Shares in regenerative medicine business Admedus Ltd (ASX: AHZ) are down 10% to 35 cents today and 52% lower over 2016 after the company revealed more big cash outflows for the quarter ending March 31 2016.
For the period Admedus posted a net operating cash outflow of $5.8 million with cash on hand at quarter end of $13 million. The large cash outflows and dwindling cash balance suggests the company may need to raise capital again within the next year unless it can dramatically reverse its fortunes.
Admedus has been investing a lot of capital all around the world in marketing and selling its regenerative heart patch named Cardiocel, although sales have not taken off as hoped.
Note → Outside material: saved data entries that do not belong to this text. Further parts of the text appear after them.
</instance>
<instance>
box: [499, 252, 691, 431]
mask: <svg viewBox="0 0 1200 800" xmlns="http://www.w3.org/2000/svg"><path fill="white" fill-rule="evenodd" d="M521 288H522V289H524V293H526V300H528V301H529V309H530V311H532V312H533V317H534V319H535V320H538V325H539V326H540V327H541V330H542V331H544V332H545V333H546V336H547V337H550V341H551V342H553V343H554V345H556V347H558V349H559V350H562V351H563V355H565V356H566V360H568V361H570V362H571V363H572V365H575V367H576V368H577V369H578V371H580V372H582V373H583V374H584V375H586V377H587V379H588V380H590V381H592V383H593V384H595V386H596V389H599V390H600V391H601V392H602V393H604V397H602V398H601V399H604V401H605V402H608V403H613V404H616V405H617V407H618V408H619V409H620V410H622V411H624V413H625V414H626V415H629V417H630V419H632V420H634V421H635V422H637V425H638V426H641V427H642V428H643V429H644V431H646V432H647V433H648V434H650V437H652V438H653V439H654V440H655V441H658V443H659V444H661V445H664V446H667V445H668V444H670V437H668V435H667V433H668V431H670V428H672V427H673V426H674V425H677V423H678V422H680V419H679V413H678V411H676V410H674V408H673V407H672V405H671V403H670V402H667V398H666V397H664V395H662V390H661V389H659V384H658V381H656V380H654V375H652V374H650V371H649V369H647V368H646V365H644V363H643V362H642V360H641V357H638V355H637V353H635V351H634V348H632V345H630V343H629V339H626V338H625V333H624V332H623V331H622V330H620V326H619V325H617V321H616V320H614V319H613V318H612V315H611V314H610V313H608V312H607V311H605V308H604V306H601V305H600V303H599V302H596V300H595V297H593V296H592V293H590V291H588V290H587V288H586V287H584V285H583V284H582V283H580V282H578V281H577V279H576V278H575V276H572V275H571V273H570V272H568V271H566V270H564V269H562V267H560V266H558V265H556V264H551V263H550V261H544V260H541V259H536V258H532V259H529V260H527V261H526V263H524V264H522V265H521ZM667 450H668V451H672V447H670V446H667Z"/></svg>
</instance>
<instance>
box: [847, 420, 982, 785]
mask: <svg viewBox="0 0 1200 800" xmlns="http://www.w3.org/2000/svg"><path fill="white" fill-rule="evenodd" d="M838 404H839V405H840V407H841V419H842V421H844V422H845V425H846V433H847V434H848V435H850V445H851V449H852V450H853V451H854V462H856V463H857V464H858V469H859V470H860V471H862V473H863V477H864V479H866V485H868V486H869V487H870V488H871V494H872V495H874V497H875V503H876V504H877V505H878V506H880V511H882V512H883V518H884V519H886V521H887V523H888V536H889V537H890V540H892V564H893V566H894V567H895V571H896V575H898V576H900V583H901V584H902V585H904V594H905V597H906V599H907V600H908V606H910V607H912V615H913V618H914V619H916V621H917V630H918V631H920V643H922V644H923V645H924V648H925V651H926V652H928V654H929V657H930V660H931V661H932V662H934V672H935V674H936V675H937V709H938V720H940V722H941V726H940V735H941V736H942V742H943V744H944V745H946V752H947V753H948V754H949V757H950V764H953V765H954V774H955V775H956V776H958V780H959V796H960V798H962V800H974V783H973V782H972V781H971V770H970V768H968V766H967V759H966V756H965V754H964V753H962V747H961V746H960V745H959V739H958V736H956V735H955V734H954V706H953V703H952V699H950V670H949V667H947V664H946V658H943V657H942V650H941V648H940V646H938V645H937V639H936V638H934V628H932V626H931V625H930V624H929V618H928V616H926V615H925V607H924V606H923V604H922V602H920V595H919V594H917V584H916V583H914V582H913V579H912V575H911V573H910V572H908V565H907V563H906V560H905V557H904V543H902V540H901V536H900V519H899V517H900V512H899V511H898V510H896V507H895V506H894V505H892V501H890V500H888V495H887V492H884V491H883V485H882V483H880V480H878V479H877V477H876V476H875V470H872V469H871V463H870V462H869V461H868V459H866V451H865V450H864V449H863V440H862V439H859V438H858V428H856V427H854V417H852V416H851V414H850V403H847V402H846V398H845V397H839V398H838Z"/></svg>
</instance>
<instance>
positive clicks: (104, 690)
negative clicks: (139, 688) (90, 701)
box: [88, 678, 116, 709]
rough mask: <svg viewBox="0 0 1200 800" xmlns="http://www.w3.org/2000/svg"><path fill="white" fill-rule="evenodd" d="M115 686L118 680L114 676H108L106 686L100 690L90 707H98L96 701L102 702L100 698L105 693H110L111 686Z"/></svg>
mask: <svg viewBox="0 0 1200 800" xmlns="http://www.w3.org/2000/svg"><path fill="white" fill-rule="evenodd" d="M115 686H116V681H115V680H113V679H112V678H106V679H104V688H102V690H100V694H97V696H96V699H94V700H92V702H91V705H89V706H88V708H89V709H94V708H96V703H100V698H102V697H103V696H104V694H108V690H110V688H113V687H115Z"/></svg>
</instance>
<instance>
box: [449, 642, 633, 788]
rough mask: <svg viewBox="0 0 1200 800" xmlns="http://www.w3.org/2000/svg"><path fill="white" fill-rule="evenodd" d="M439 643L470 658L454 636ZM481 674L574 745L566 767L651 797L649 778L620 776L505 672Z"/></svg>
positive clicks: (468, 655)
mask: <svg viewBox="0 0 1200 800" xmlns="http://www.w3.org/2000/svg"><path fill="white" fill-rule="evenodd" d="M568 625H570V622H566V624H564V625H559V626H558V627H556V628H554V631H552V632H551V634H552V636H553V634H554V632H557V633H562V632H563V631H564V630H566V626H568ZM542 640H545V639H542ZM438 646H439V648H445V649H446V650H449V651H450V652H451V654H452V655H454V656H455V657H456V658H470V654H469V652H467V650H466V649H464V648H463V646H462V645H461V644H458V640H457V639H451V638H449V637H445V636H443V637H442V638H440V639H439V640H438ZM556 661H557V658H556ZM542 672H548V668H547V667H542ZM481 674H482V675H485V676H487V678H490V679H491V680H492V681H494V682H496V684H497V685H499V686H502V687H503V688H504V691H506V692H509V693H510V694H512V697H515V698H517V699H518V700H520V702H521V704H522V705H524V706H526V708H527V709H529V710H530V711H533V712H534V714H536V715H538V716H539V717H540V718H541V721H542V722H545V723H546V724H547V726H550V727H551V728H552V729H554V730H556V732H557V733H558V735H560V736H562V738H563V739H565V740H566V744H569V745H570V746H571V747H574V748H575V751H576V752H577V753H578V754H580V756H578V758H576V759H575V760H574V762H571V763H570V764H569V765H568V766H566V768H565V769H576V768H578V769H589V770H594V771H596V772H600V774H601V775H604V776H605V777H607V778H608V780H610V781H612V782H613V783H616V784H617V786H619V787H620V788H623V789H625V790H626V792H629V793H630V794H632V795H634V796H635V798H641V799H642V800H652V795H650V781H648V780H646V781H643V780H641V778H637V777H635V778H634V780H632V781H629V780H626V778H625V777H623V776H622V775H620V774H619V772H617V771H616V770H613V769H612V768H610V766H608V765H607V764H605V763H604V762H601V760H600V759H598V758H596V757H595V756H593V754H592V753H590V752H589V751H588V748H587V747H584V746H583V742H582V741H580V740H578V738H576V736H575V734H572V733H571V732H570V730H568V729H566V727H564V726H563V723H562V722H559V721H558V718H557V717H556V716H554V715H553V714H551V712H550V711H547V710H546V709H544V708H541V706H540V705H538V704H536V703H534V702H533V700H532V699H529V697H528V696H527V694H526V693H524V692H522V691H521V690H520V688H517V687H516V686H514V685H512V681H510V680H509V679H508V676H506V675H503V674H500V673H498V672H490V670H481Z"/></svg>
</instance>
In fact for the most recent quarter total company receipts from customers are stated at $3.35 million, which is lower than the $3.48 million recorded for the prior quarter ending December 31 2015.
It's not hard to see why investors are heading for the exits then, as CardioCel sales were only "up slightly" on the previous period despite management's strategy to spend big to promote sales.
It was also revealed that executive management's remuneration would be reduced by a minimum of 10% going forward, as part of cost-cutting plans that the company may be taking too late in the day.
In my opinion the shares remain a sell as its CardioCel product fails to take off and the cash outflows remain large compared to how much cash the company has to fund itself through the rest of 2016.
If you're looking for small-cap medical device businesses then it would be far better to consider sleep treatment specialist Somnomed Limited (ASX: SOM), or disinfectant specialist Nanosonics Ltd (ASX: NAN). Both are well managed, growing sales quickly and cash flow positive, I expect their share prices could continue to travel in the opposite direction to Admedus over 2016.